R - Agriculture Crop Production EDA - Part 2

R - Agriculture Crop Production EDA - Part 2

We will be answering 5 questions on the Agriculture Crop Production data.

  1. Which country in Africa produced the most coffee in 2018?
  2. Which country in Africa produced the most coffee per acre in 2018?
  3. Which country in Africa has the largest increase in the amount of coffee produced since 1961?
  4. Which country (in the world, not specifically Africa) saw the highest increase in the amount of coffee grown per acre since 1961?*
  5. Which continent (or rather, major grouping as presented in the 5 data sets) has the largest increase in the amount of coffee grown per acre since 1961?*

*These final two questions will be answered, for the previous questions, and an explanation of the data, please review the previous post.

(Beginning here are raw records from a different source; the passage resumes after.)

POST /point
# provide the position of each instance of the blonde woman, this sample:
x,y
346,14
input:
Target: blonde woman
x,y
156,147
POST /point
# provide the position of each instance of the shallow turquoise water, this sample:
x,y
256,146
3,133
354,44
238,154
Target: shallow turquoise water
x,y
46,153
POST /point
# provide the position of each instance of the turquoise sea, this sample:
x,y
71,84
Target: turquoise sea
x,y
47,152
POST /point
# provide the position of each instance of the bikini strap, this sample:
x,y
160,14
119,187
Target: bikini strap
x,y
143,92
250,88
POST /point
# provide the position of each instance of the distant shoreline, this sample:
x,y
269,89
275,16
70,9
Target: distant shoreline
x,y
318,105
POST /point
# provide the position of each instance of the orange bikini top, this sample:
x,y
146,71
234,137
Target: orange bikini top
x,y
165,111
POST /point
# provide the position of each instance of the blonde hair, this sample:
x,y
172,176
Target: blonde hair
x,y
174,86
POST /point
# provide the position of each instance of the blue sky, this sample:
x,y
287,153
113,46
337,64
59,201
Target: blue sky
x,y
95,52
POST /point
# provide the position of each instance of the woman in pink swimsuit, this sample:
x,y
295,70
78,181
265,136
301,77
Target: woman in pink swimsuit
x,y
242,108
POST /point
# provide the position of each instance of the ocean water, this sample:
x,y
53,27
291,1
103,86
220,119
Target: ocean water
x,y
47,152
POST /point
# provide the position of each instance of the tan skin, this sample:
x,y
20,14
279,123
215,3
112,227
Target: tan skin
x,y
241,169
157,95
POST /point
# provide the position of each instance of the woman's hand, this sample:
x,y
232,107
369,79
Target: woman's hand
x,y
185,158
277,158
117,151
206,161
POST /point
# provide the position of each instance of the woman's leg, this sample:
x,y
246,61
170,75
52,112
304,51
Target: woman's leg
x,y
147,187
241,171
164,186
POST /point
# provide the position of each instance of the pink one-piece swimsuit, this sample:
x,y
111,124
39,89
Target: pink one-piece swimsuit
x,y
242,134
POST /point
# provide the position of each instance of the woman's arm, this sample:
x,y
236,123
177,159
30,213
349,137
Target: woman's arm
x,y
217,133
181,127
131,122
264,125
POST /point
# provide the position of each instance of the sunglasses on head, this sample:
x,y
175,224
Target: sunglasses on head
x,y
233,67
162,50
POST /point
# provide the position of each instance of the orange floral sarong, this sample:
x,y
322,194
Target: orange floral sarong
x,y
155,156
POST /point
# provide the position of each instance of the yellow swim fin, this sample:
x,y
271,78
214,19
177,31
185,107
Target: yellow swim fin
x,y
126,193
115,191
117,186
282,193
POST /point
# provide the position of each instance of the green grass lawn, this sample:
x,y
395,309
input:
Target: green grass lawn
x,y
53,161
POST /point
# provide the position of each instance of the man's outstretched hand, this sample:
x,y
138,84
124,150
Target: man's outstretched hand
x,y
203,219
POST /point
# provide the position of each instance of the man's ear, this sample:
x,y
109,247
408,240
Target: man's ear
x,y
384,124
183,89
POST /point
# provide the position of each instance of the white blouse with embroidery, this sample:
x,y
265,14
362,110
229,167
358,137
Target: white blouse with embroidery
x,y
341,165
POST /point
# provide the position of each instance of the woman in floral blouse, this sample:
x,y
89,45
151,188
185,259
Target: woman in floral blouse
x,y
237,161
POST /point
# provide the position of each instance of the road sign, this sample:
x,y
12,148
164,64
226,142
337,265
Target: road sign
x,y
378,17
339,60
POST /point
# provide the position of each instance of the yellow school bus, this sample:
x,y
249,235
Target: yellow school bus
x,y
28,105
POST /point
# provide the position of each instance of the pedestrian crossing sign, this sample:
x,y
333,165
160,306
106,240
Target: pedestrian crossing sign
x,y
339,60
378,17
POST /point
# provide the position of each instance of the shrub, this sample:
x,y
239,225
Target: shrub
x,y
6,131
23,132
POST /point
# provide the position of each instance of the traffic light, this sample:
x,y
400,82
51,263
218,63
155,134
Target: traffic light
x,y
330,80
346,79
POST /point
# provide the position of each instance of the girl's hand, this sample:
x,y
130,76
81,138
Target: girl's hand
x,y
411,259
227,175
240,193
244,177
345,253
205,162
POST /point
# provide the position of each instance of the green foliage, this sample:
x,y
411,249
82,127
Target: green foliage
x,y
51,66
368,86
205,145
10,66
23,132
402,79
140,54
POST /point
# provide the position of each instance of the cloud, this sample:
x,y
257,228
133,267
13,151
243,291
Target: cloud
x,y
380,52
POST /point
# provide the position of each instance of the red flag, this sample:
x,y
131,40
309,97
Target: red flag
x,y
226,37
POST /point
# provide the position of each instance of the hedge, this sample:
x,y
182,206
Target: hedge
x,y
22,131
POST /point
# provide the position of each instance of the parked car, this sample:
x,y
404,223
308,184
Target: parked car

4 Which country (in the world, not specifically Africa) saw the highest increase in the amount of coffee grown per acre since 1961?*

Let's jump into the solution

library(dplyr)

#Import all of the datasets
t1 <- read.csv("C:\\Users\\WillPortFolio\\Desktop\\Blog\\Project 05 R and Apache Superset\\Data\\agriculture-crop-production\\Production_Crops_E_Africa.csv")
t2 <- read.csv("C:\\Users\\WillPortFolio\\Desktop\\Blog\\Project 05 R and Apache Superset\\Data\\agriculture-crop-production\\Production_Crops_E_Americas.csv")
t3 <- read.csv("C:\\Users\\WillPortFolio\\Desktop\\Blog\\Project 05 R and Apache Superset\\Data\\agriculture-crop-production\\Production_Crops_E_Asia.csv")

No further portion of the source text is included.